Stundenlohn! Was wußte der denn? Nichts wußte der. Menschenzeit in Stundenlohn zu messen! Diese Höhlenmenschen können zum Mond fliegen und im Wald nach Amerika telefonieren und messen Menschenzeit in Stunden! Und dann wollen sie deine Zeit haben, für ein paar Euro. Nein, sie nehmen sie dir und geben dir ein paar Silberlinge. Lassen dich warten!
Die traurigen Leute in der Wartezone machten das Warten noch teurer. Sie sprachen nicht mit einem. Zeit, die man allein verbringt, ist teuer. Einsamkeit ist teuer. Und dann einsames Warten zwischen fremden, traurigen Menschen! Was denken die sich? Warum tun sie das?
Die armen Teufel, die dort litten, machten alles noch schlimmer. Sie sahen sich nicht in die Augen, und wenn, dann feindselig. Sprachen nicht miteinander, außer, um ihre Nummer zu nennen. Eine Minute in dieser Hölle kostet mehr als tausend erfüllte Leben.
Nachdem ich also die Hölle kennengelernt hatte, habe ich Beschlüsse gefaßt. Ich beschloß, ihnen nicht meine Zeit zu schenken. Ich beschloß, mich nicht von ihnen zerstören zu lassen.
Der Mann, der nur seine Pflicht tat, dem „das alles auch leid tut“, wie er immerhin höflich vorgab, hatte mich gebeten, diese Stelle anzutreten. Das klang wie beim Bund. Der Bund ist auch so eine Zeitfreßmaschine. Wo sie steif, unnatürlich und schweigend dastehen. Zu hunderten oft, ohne sich zu berühren oder zu sprechen. Unerhört teuer! Zeit im Fleischwolf. Jedenfalls sollte ich antreten. Ich beschloß, es zu versuchen. Allein schon, um nicht mehr in die Wartezone zu müssen. Hatte mir das so zurecht gelegt, daß ich auf dem Weg zur Arbeit an den Kiosk ging. Dort mit Jörg reden, der sehr nett war und fast immer fröhlich. Jörg gab einem das Gefühl, aufzutanken. Ein Geschenk des Himmels. Ich stand also extra früh auf, daß es sogar Jörg bemerkte und einen Scherz darüber machte. Der Tag fing gut an, das tröstete mich vorab. So konnte ich also gut gerüstet zu meinem Vorarbeiter gehen und mir anschauen, was sie dort von mir wollten.
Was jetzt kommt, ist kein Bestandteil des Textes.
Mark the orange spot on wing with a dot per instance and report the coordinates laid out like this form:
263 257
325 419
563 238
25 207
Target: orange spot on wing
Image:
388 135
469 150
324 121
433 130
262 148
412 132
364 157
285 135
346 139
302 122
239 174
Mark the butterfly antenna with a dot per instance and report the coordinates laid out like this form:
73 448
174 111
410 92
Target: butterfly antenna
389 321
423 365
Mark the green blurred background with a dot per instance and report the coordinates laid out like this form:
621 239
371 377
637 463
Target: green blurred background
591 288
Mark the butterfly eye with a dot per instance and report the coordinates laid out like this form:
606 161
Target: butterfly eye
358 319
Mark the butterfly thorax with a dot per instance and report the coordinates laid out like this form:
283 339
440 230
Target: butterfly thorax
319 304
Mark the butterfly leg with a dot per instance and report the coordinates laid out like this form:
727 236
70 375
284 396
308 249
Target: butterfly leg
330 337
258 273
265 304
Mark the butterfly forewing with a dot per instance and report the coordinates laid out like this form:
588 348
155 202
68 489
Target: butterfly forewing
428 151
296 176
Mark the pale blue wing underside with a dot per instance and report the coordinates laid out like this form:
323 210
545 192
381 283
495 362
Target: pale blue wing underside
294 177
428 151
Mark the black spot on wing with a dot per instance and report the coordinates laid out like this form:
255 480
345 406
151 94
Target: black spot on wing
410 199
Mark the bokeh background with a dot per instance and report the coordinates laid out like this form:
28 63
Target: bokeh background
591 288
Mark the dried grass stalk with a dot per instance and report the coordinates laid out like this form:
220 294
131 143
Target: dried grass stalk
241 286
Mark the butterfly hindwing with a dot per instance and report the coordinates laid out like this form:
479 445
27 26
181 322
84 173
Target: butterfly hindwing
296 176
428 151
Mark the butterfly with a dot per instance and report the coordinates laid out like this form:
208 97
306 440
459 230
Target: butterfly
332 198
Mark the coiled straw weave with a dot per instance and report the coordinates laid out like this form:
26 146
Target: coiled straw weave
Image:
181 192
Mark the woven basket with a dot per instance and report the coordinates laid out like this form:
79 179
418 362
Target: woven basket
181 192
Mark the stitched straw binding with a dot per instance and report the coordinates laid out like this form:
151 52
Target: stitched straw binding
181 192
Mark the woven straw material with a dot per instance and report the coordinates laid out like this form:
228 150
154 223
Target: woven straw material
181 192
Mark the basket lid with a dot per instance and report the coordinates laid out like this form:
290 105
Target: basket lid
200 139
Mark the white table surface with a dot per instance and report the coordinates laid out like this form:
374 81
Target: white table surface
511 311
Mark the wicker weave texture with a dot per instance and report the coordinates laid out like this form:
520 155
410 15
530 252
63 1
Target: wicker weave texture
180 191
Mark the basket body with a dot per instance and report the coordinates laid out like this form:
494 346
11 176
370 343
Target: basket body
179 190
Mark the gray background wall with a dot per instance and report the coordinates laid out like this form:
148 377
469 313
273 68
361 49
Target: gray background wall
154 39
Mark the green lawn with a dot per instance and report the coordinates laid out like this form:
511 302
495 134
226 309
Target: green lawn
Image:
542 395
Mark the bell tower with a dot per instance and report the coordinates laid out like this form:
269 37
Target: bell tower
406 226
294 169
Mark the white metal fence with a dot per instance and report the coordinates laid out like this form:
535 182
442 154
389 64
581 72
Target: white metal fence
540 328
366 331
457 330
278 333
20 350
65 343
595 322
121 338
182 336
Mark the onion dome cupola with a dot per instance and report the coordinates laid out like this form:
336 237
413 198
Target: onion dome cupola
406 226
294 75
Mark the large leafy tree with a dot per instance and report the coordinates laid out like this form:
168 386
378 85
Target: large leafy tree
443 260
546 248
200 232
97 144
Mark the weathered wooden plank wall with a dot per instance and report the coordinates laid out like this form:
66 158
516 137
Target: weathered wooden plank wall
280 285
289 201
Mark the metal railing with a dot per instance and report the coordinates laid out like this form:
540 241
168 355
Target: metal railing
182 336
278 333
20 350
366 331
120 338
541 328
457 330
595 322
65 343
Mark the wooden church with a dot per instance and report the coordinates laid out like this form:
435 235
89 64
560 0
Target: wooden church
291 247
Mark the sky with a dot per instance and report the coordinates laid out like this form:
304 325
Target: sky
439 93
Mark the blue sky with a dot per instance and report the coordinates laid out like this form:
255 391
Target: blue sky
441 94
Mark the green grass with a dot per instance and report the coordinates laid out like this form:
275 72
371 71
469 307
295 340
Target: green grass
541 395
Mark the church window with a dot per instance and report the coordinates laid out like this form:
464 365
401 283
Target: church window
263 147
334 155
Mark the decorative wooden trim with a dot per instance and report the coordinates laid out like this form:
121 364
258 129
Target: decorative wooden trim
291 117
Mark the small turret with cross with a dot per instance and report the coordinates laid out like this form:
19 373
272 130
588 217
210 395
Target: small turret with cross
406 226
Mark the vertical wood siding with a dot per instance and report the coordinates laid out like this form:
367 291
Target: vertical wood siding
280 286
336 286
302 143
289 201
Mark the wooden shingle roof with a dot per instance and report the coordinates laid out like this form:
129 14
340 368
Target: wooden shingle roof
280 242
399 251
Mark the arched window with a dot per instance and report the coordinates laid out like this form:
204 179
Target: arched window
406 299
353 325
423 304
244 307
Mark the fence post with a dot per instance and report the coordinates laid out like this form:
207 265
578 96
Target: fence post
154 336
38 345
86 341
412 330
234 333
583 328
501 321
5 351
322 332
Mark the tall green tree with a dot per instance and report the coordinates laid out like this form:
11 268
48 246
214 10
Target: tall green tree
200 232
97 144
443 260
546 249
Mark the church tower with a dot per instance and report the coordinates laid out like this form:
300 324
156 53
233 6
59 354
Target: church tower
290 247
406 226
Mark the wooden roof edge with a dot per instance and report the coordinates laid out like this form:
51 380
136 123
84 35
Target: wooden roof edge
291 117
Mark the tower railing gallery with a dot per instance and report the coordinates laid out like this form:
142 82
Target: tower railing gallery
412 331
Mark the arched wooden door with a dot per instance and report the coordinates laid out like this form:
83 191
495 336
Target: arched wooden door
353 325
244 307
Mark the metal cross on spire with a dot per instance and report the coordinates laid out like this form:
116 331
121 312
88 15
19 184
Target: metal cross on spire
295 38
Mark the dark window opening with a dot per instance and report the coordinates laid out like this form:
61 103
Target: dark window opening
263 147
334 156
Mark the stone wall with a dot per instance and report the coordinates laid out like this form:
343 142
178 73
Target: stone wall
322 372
Der Anfang ist meist ganz erträglich. Man lernt jemanden kennen, sie müssen einem alles erklären und reden mit einem. Dachte ich. Aber der unsympathische Klotz von Mensch, der mich empfing, war eine Katastrophe. Guckte mich nicht an, drückte mir Gummihandschuhe in die Finger und zuckte nur mit dem Kopf. Ich sollte ihm wohl hinterher laufen. Tat ich aber nicht. Ich stand also da und wartete, daß er sich umdrehte. Das dauerte eine ganze Weile. Aus zwanzig Metern Entfernung brüllte er dann nur: „Ey, du, komm her!“ Dabei guckte er mich immerhin an. So weit hatte ich ihn. Kam ihm also entgegen und erwartete, daß er ab jetzt sprechen würde. Er aber drehte sich nur wieder um und ging voraus. So ging das noch zweimal, bis er mich anblökte: „Bist du doof, ey?“ Ich verbat mir diese Art zu sprechen, daraufhin nahm er mir die Gummihandschuhe wieder ab und ging fort. Einige sehr teure Minuten später kam dann ein Mann in einem Anzug, der mir sagte, Herr Baum hielte mich nicht „für den richtigen Mann“. Ich verkniff mir Andeutungen über zu klein geratene Äste und beschwerte mich über die Umgangsformen des Rüpels, dessen Namen ich nicht einmal erfahren hatte. Der Mann im Anzug, der seinen Namen auch nicht nannte, heuchelte Verständnis und versicherte mir, er würde mir „keine Steine in den Weg legen“, aber es sei besser, wenn ich ginge. Ich ließ mir seinen Namen sagen, um ihm dem Mann aus der Wartezone nennen zu können. Habe ihn inzwischen vergessen.
Seltsam, daß es so einfach war. Ich mußte nur darauf beharren, daß man mit mir sprach. Kam nicht einmal dazu, das auszusprechen. Wollte nur sprechen wie ein Mensch mit Menschen, und schon wollten sie mich nicht mehr. Ob sie es merkten? Hatten diese Zeitpiraten ein Gespür dafür, wen die plündern konnten und wen nicht?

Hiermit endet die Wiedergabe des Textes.